Who are their target customer(s)

  • Data scientists / ML engineers running model training: They need a simple way to submit, monitor, and re-run jobs across cloud and on‑prem GPUs; today they spend time hunting for available GPUs and dealing with failed allocations (docs).
  • Infrastructure / platform engineers managing GPU fleets: They want one place to register mixed cloud and on‑prem nodes, control access, and keep utilization high; current tooling is fragmented across environments (docs, YC).
  • Startups and academic researchers seeking cheaper GPU time: They need access to enterprise‑grade GPUs at lower cost and can tolerate interruptions, but don’t trust consumer spot channels for reliability or support (getlilac.com).
  • Enterprise IT/procurement with unused GPU contracts: They sit on idle, expensive GPU capacity but lack an easy, compliant way to monetize or share it externally (getlilac.com, press).
  • Cloud/managed service providers with excess GPU capacity: They want to fill unused hours but integrating pricing, billing, and interruption handling into a third‑party marketplace is operationally heavy (getlilac.com).

How would they acquire their first 10, 50, and 100 customers

  • First 10: Convert active open‑source users (stargazers, issue openers, contributors) into paid pilots with free white‑glove onboarding, short pilot SLAs, and one‑to‑one support to remove integration friction (GitHub, docs, YC).
  • First 50: Run targeted outreach to startup and university ML teams with tutorials/webinars and reproducible examples; convert waitlist signups with time‑limited pilot credits and published playbooks and results to ease approvals (docs, getlilac.com).
  • First 100: Scale via partner listings of idle capacity and a small direct sales motion to mid‑market infra teams using a templated procurement pack and onboarding SRE; offer early‑access buying flow with standardized billing and a clear interruption/SLA spec (getlilac.com, press).

What is the rough total addressable market

Top-down context:

The global data‑center GPU market is estimated around $120B in 2025, with substantial growth expected through 2030; cloud infrastructure services overall exceed $400B annually, underscoring the scale of GPU‑backed workloads (MarketsandMarkets, Statista).

Bottom-up calculation:

Using the ~$120B 2025 data‑center GPU market as a baseline and assuming 10–30% of spend is realistically accessible as interruptible/spot capacity yields a TAM of ~$12B–$36B for a marketplace brokering idle enterprise and cloud GPU hours (MarketsandMarkets).

Assumptions:

  • Baseline uses MarketsandMarkets’ 2025 data‑center GPU market (~$120B).
  • 10–30% of GPU spend is interruptible/resellable (idle enterprise capacity and cloud excess).
  • Marketplace can access both enterprise and cloud supply with appropriate legal, billing, and interruption handling.

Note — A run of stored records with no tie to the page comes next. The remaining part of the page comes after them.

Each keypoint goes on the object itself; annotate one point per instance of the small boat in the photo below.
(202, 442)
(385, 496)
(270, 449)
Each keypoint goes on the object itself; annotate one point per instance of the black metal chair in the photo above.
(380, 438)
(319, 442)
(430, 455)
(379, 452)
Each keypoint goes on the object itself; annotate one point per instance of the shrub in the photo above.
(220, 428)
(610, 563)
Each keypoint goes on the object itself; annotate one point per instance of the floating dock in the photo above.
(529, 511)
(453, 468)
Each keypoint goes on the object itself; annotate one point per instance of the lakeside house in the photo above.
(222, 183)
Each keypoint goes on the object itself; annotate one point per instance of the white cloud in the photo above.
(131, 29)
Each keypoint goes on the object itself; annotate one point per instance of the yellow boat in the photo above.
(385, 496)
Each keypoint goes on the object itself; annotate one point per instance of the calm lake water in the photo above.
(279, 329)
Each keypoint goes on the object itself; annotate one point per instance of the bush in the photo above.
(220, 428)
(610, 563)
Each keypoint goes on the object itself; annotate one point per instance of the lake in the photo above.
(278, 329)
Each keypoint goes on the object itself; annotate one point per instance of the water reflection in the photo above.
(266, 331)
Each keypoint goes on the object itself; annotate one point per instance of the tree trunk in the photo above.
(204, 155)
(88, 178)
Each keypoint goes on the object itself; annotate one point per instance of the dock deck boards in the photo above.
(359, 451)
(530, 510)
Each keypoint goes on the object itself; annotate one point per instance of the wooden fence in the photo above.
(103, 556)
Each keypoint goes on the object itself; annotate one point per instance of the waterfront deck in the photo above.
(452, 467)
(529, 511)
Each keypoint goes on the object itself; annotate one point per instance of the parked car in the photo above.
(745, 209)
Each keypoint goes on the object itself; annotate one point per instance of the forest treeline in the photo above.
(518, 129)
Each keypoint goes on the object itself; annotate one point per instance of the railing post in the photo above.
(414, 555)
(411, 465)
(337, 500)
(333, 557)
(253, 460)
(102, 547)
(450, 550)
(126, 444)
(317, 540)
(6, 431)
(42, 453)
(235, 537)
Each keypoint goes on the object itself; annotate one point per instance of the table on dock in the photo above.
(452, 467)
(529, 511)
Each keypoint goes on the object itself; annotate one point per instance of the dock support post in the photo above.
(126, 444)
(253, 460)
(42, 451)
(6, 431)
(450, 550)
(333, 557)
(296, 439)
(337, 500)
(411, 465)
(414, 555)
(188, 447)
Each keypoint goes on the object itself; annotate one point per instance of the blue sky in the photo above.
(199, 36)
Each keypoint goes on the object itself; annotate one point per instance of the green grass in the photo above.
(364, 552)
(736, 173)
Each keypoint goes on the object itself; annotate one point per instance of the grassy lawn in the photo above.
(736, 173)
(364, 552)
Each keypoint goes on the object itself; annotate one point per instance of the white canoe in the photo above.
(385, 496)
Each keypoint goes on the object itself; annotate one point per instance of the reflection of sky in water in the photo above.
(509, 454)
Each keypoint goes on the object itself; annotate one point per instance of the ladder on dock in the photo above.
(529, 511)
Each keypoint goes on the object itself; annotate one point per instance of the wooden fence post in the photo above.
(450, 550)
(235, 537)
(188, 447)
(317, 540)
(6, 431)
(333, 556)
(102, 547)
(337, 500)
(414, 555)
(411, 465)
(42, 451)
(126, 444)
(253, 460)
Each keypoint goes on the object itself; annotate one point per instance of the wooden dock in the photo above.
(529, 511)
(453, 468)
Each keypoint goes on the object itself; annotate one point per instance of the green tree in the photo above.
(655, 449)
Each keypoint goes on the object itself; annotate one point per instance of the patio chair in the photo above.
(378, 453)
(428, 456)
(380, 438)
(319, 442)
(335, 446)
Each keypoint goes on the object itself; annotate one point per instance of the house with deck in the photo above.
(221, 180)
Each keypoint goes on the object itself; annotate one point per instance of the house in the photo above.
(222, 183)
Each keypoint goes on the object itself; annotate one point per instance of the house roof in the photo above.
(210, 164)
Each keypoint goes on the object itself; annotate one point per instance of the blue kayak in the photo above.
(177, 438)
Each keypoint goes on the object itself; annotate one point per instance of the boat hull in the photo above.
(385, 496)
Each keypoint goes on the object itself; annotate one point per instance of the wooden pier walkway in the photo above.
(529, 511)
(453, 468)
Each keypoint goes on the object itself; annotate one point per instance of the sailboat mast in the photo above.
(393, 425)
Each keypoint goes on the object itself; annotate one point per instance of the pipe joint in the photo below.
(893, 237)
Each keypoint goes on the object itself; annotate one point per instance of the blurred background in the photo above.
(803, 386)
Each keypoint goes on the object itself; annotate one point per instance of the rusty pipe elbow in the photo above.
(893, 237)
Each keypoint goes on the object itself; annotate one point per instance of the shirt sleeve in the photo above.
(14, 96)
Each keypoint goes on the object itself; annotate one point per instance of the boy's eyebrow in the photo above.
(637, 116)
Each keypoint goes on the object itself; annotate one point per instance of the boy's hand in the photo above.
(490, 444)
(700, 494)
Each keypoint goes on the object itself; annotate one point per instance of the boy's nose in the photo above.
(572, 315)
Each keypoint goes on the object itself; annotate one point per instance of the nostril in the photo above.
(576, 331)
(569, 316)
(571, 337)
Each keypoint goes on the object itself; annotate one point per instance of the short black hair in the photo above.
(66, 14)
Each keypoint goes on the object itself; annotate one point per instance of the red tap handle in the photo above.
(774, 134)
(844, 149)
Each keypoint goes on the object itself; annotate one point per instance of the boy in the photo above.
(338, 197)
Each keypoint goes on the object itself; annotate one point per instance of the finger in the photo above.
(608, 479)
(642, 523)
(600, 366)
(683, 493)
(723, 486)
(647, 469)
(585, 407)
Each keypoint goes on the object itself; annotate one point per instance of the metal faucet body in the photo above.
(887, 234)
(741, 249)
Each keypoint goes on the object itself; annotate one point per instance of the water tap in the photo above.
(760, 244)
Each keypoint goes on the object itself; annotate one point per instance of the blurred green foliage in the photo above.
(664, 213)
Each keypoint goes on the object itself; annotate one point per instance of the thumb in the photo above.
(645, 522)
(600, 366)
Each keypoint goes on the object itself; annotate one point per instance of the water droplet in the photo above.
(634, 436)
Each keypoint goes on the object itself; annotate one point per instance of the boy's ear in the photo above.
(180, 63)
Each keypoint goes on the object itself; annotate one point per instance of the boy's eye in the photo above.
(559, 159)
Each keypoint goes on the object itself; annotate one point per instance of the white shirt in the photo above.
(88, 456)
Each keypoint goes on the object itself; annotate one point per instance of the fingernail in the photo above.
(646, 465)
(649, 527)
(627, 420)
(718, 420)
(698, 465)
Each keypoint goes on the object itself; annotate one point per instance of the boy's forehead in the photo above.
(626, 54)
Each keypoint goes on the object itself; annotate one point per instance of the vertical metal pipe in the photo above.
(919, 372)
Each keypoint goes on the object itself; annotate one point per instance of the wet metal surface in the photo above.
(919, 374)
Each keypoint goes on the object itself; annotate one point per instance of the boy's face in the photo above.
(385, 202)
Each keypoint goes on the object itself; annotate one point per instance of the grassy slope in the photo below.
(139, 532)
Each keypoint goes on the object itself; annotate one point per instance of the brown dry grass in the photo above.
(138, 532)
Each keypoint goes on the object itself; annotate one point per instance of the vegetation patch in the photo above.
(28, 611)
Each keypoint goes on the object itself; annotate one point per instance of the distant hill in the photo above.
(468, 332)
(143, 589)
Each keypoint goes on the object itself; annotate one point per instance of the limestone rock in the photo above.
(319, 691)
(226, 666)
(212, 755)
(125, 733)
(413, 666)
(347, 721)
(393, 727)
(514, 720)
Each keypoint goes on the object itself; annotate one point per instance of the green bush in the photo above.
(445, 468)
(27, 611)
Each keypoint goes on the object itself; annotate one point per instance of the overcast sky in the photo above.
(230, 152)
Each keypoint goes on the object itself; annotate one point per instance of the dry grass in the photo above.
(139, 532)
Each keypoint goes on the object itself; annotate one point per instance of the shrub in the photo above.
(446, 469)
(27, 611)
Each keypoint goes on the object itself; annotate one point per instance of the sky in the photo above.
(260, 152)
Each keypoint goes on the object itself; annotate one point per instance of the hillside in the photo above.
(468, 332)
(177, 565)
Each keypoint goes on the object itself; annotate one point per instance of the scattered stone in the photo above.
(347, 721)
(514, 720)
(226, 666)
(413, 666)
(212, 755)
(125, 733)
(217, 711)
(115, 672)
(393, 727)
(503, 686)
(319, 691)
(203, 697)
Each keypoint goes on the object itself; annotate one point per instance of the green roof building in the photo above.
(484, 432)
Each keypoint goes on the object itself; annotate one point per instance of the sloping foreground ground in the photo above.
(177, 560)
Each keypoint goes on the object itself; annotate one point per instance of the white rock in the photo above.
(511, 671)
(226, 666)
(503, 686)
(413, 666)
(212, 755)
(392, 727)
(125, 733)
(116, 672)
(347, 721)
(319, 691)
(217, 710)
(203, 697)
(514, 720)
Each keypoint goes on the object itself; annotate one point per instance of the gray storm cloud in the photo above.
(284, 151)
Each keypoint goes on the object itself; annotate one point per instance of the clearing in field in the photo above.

Who are some of their notable competitors

  • Run:AI: Enterprise GPU scheduler and resource management layer for multi‑tenant clusters; overlaps with Lilac’s self‑hosted scheduling/control plane.
  • Vast.ai: Public marketplace matching GPU hosts with renters for cheaper, interruptible instances; overlaps with Lilac’s planned spot GPU marketplace.
  • Slurm (SCHEDMD): Widely used open‑source HPC scheduler for on‑prem clusters; overlaps on job scheduling but not on a resale marketplace.
  • CoreWeave: Specialist GPU cloud offering on‑demand and discounted/spot capacity; competes for buyers seeking lower‑cost, enterprise‑grade GPUs.
  • Lambda (Lambda Labs): GPU instances, on‑prem appliances, and managed clusters for ML teams; overlaps where teams want simple cluster setup and steady GPU access across environments.